Handling Multiple Inputs and Outputs

Machine learning engineers often work with multimodal data. E.g., input: image and a text; output: whether the text describes the given image.

Difficult to work with multimodal data.
Vectorize each input with the corresponding feature engineering method.
Concatenate two feature vectors to form one wider feature vector.
E.g., image features $=\left[i^{(1)}, i^{(2)}, i^{(3)}\right]$; text features $=\left[t^{(1)}, t^{(2)}, t^{(3)}, t^{(4)}\right]$; concatenated feature vector $=\left[i^{(1)}, i^{(2)}, i^{(3)}, t^{(1)}, t^{(2)}, t^{(3)}, t^{(4)}\right]$.

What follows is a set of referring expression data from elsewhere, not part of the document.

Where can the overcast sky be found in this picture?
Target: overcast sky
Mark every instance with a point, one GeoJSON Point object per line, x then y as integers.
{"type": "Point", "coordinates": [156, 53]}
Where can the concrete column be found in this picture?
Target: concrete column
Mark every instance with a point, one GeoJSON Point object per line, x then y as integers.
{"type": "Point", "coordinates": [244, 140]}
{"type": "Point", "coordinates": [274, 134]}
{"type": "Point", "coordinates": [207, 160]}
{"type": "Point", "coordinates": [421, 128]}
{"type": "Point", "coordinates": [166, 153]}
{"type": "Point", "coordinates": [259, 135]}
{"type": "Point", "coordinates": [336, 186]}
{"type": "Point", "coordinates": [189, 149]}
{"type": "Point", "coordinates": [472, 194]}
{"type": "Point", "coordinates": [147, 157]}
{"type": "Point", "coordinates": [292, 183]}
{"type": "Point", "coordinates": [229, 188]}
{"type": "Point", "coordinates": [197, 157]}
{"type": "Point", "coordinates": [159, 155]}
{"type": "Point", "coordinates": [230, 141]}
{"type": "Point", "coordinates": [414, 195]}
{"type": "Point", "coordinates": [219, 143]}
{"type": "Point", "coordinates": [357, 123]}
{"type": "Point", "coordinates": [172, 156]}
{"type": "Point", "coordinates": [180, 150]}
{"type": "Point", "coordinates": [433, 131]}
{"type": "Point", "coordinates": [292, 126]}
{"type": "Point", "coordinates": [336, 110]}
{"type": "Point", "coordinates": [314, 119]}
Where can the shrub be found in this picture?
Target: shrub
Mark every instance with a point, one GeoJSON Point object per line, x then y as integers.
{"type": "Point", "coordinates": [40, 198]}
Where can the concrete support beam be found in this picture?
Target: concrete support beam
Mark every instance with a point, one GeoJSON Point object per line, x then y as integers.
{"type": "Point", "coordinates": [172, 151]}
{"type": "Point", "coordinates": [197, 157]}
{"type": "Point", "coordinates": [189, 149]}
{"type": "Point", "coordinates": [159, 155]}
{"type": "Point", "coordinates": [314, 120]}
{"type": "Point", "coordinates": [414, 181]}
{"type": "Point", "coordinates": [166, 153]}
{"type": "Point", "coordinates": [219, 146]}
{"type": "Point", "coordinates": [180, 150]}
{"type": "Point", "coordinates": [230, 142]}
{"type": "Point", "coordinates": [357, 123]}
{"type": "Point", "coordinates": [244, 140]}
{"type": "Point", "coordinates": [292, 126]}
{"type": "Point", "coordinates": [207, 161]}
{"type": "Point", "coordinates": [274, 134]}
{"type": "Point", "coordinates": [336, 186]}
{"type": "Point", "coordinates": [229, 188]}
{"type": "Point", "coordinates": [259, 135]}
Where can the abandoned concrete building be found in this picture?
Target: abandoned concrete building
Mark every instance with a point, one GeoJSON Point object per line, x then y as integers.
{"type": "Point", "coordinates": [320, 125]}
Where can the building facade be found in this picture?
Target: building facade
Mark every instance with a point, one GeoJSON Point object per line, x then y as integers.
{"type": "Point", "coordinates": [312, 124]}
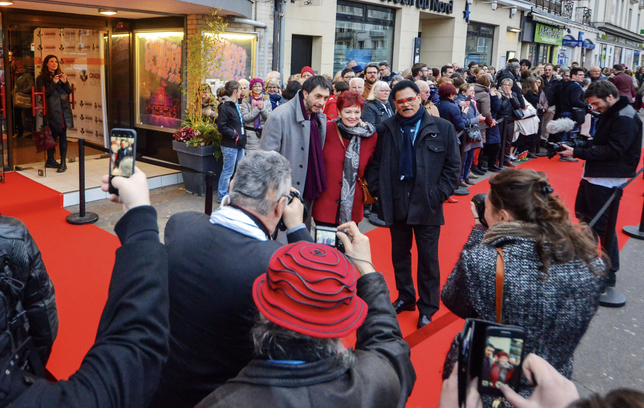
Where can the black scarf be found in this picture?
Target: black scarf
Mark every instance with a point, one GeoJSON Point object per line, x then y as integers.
{"type": "Point", "coordinates": [406, 160]}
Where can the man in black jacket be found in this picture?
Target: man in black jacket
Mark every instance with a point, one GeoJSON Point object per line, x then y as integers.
{"type": "Point", "coordinates": [213, 263]}
{"type": "Point", "coordinates": [415, 168]}
{"type": "Point", "coordinates": [308, 300]}
{"type": "Point", "coordinates": [610, 160]}
{"type": "Point", "coordinates": [123, 366]}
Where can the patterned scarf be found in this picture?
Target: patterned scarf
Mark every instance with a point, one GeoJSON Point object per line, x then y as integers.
{"type": "Point", "coordinates": [350, 167]}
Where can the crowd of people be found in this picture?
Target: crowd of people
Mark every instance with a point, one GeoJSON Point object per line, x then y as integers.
{"type": "Point", "coordinates": [194, 323]}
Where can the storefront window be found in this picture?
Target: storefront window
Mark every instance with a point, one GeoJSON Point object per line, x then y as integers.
{"type": "Point", "coordinates": [158, 79]}
{"type": "Point", "coordinates": [363, 33]}
{"type": "Point", "coordinates": [478, 46]}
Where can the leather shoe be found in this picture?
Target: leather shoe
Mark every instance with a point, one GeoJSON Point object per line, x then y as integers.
{"type": "Point", "coordinates": [423, 320]}
{"type": "Point", "coordinates": [402, 306]}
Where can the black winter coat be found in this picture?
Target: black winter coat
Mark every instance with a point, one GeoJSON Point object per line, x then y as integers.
{"type": "Point", "coordinates": [230, 125]}
{"type": "Point", "coordinates": [123, 367]}
{"type": "Point", "coordinates": [436, 173]}
{"type": "Point", "coordinates": [375, 112]}
{"type": "Point", "coordinates": [37, 297]}
{"type": "Point", "coordinates": [617, 146]}
{"type": "Point", "coordinates": [381, 375]}
{"type": "Point", "coordinates": [58, 109]}
{"type": "Point", "coordinates": [212, 305]}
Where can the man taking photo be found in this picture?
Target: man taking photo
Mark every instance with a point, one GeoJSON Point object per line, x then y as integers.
{"type": "Point", "coordinates": [610, 160]}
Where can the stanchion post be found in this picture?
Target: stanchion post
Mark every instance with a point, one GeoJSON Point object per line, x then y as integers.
{"type": "Point", "coordinates": [82, 217]}
{"type": "Point", "coordinates": [611, 297]}
{"type": "Point", "coordinates": [210, 181]}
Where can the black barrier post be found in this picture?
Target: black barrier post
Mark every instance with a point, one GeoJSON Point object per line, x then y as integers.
{"type": "Point", "coordinates": [611, 297]}
{"type": "Point", "coordinates": [633, 231]}
{"type": "Point", "coordinates": [210, 181]}
{"type": "Point", "coordinates": [459, 189]}
{"type": "Point", "coordinates": [82, 217]}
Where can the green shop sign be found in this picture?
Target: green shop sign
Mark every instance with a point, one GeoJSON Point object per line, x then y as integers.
{"type": "Point", "coordinates": [547, 34]}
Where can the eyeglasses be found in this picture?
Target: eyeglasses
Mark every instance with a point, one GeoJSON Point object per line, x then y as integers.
{"type": "Point", "coordinates": [401, 102]}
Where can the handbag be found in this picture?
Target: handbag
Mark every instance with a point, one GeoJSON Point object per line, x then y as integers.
{"type": "Point", "coordinates": [43, 139]}
{"type": "Point", "coordinates": [367, 198]}
{"type": "Point", "coordinates": [500, 275]}
{"type": "Point", "coordinates": [22, 101]}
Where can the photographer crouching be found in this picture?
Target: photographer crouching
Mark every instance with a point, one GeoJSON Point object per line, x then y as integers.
{"type": "Point", "coordinates": [611, 159]}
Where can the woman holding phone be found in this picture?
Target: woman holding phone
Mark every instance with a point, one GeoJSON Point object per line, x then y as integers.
{"type": "Point", "coordinates": [59, 114]}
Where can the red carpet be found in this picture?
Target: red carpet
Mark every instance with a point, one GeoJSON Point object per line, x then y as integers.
{"type": "Point", "coordinates": [78, 259]}
{"type": "Point", "coordinates": [431, 343]}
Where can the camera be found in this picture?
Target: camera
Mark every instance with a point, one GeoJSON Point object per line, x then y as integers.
{"type": "Point", "coordinates": [479, 203]}
{"type": "Point", "coordinates": [292, 195]}
{"type": "Point", "coordinates": [327, 236]}
{"type": "Point", "coordinates": [493, 353]}
{"type": "Point", "coordinates": [554, 148]}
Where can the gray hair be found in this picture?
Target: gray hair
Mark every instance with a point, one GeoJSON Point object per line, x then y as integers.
{"type": "Point", "coordinates": [278, 343]}
{"type": "Point", "coordinates": [513, 67]}
{"type": "Point", "coordinates": [259, 174]}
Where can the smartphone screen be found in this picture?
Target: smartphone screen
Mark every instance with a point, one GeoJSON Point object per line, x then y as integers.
{"type": "Point", "coordinates": [325, 236]}
{"type": "Point", "coordinates": [502, 359]}
{"type": "Point", "coordinates": [122, 154]}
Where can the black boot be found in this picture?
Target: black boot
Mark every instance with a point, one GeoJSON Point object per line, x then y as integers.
{"type": "Point", "coordinates": [51, 163]}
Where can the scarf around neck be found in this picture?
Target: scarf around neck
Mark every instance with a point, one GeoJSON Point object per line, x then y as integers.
{"type": "Point", "coordinates": [406, 160]}
{"type": "Point", "coordinates": [316, 173]}
{"type": "Point", "coordinates": [351, 164]}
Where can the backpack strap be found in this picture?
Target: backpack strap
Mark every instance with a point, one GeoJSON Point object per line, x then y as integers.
{"type": "Point", "coordinates": [500, 275]}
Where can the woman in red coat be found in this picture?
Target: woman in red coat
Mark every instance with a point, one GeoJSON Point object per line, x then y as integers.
{"type": "Point", "coordinates": [348, 148]}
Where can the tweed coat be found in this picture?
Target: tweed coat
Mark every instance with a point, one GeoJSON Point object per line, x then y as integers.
{"type": "Point", "coordinates": [288, 133]}
{"type": "Point", "coordinates": [554, 310]}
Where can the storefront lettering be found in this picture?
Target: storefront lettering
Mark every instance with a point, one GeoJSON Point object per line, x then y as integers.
{"type": "Point", "coordinates": [163, 58]}
{"type": "Point", "coordinates": [431, 5]}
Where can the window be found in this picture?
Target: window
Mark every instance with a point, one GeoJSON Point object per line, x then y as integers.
{"type": "Point", "coordinates": [478, 45]}
{"type": "Point", "coordinates": [364, 33]}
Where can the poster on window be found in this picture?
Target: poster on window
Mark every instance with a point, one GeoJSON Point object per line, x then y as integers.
{"type": "Point", "coordinates": [158, 80]}
{"type": "Point", "coordinates": [237, 60]}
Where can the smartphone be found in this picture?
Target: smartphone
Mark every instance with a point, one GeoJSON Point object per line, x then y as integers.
{"type": "Point", "coordinates": [122, 154]}
{"type": "Point", "coordinates": [502, 359]}
{"type": "Point", "coordinates": [327, 236]}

We can build two subnetworks, one for each input type.
CNN subnetwork reads the image, while an RNN subnetwork reads the text.
The last subnetwork layer is an image (CNN) and a text (RNN) embedding.
Concatenate the two embeddings and add a classification layer (softmax or logistic sigmoid) on top of the concatenated embeddings.
Neural network libraries provide simple-to-use tools that allow concatenating or averaging layers from several subnetworks.
We want to predict multiple outputs for one input.
Use a multi-label/multi-class classification problem:
Multi-label: labels are monomodal and independent, e.g., [cat, dog, rabbit] or the tags in social media posts [AI, Deep Learning, ML].
Multi-class: labels are monomodal and interdependent, e.g., [red, green, circle, line]. We enumerate and label all the combinations of the labels, e.g., [green circle, red line, etc.].
Warning: multi-class works grow exponentially with # of labels.
Use a subnetwork that works as an encoder:
Outputs are multimodal and their combinations cannot be effectively enumerated
E.g., detecting an object on an image, returning its coordinates + description tag.
We read the input image using N convolution layers.
The encoder’s last layer is the image embedding.
We add two subnetworks on top of the embedding layer, each taking the embedding vector as input and predicting the coordinates of the object, and the tag

Multimodal Neural Network architecture.

First subnetwork (coordinates):

Takes the embedding vector as input.
Has a ReLU last layer to predict coordinates as positive real numbers.
Use the mean squared error cost C1.
Alternatively the coordinates can be in the range [0,1], last layer has four logistic sigmoid outputs + average four binary cross-entropy cost functions for Second subnetwork (tags):
Takes the same embedding vector as input.
Predicts the probabilities for each tag.
Has a Softmax last layer for multiclass classification.
Uses the averaged negative log-likelihood cost C2 (also called cross-entropy cost).,
Might solve a multi-label classification problem (in which case it would also have several sigmoid outputs and average several binary cross entropy costs, one per tag).
We want accurate predictions of both the coordinates and the tags.
It is impossible to optimize two cost functions at once. By trying to improve one, we risk hurting the other one, and vice-versa.
Add another hyperparameter $\gamma$, in the range $(0,1)$, and define the combined cost function as $\gamma \times \mathrm{C} 1+(1-\gamma) \times \mathrm{C} 2$.
Tune the value for $\gamma$ on the validation data, just like any other hyperparameter.